Question

If ${\left( {5 + 2\sqrt 6 } \right)^{\left( {{x^2} - 3} \right)}} + {\left( {5 - 2\sqrt 6 } \right)^{\left( {{x^2} - 3} \right)}} = 10$ , the $x$ is equal to
(A). $ \pm 3$ or \[ \pm \sqrt 3 \]
(B). $ \pm 5$ or \[\sqrt 5 \]
(C). $ \pm 4$ or \[\sqrt 4 \]
(D). $ \pm 2$ or \[ \pm \sqrt 2 \]

Answer 1

Hint: In the solution we will use rationalization and substitution methods. The concept of the rationalization method is to remove the radical symbols or any number in the denominator.

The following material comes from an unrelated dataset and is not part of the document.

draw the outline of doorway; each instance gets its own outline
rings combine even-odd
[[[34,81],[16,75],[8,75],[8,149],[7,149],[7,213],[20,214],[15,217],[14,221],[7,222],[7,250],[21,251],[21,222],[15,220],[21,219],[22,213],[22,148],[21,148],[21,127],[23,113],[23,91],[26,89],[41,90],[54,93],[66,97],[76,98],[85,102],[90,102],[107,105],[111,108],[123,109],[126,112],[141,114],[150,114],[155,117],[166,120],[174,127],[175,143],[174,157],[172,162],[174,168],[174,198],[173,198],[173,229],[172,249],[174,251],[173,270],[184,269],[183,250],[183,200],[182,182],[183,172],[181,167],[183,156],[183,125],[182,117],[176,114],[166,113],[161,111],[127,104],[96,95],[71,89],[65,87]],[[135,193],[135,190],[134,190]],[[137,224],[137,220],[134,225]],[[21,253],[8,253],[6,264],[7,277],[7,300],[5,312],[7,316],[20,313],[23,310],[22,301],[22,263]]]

Complete Step-by-step Solution
Given: ${\left( {5 + 2\sqrt 6 } \right)^{\left( {{x^2} - 3} \right)}} + {\left( {5 - 2\sqrt 6 } \right)^{\left( {{x^2} - 3} \right)}} = 10$
We will rationalizing $\left( {5 - 2\sqrt 6 } \right)$ by dividing and multiplying by $\left( {5 - 2\sqrt 6 } \right)$, we get the value gives as,
$\begin{array}{c}
{\left[ {\left( {5 - 2\sqrt 6 } \right)\dfrac{{\left( {5 + 2\sqrt 6 } \right)}}{{\left( {5 + 2\sqrt 6 } \right)}}} \right]^{\left( {{x^2} - 3} \right)}} = \dfrac{{25 - 24}}{{\left( {5 + 2\sqrt 6 } \right)}}\\
 = {\left( {\dfrac{1}{{5 + 2\sqrt 6 }}} \right)^{\left( {{x^2} - 3} \right)}}
\end{array}$
Now, on putting the value of $\left( {5 - 2\sqrt 6 } \right)$ in the above expression, we will get,
${\left( {5 + 2\sqrt 6 } \right)^{\left( {{x^2} - 3} \right)}} + {\left( {\dfrac{1}{{\left( {5 + 2\sqrt 6 } \right)}}} \right)^{\left( {{x^2} - 3} \right)}} = 10$
Let us assume that \[{\left( {5 + 2\sqrt 6 } \right)^{\left( {{x^2} - 3} \right)}} = t\], then we have,
$\begin{array}{c}
t + \dfrac{1}{t} = 10\\
{t^2} - 10t + 1 = 0
\end{array}$
On solving the quadratic equation ${t^2} - 10t + 1 = 0$, we will get the value as,
$\begin{array}{c}
t = \dfrac{{10 \pm \sqrt {100 - 4} }}{2}\\
t = \dfrac{{10 \pm \sqrt {96} }}{2}\\
t = \dfrac{{10 \pm 4\sqrt 6 }}{2}\\
t = 5 \pm 2\sqrt 6
\end{array}$
Therefore, we can say that the roots of the quadratic equation ${t^2} - 10t + 1 = 0$ are $5 + 2\sqrt 6 $ and $5 - 2\sqrt 6 $.
On simplifying the roots of the equation, we get,
${\left( {5 + 2\sqrt 6 } \right)^{\left( {{x^2} - 3} \right)}} = 5 + 2\sqrt 6 $
On comparing the powers of both the sides of the above expression, we get,
$\begin{array}{c}
{x^2} - 3 = 1\\
{x^2} = 4\\
x = \pm 2
\end{array}$
Also, again simplifying the roots of the equation, we get,
$\begin{array}{c}
{\left( {5 + 2\sqrt 6 } \right)^{\left( {{x^2} - 3} \right)}} = 5 - 2\sqrt 6 \\
{\left( {5 + 2\sqrt 6 } \right)^{\left( {{x^2} - 3} \right)}} = {\left( {5 + 2\sqrt 6 } \right)^{ - 1}}
\end{array}$
On comparing the powers of both the sides of the above expression, we get,
$\begin{array}{l}
{x^2} - 3 = - 1\\
{x^2} = - 4\\
x = \pm \sqrt 2
\end{array}$
Therefore, the correct option is (D) that is $ \pm 2$ or \[ \pm \sqrt 2 \].

Note: Make sure to use a rationalization method when you will see this type of questions. The tricky part is comparing the powers of the equations.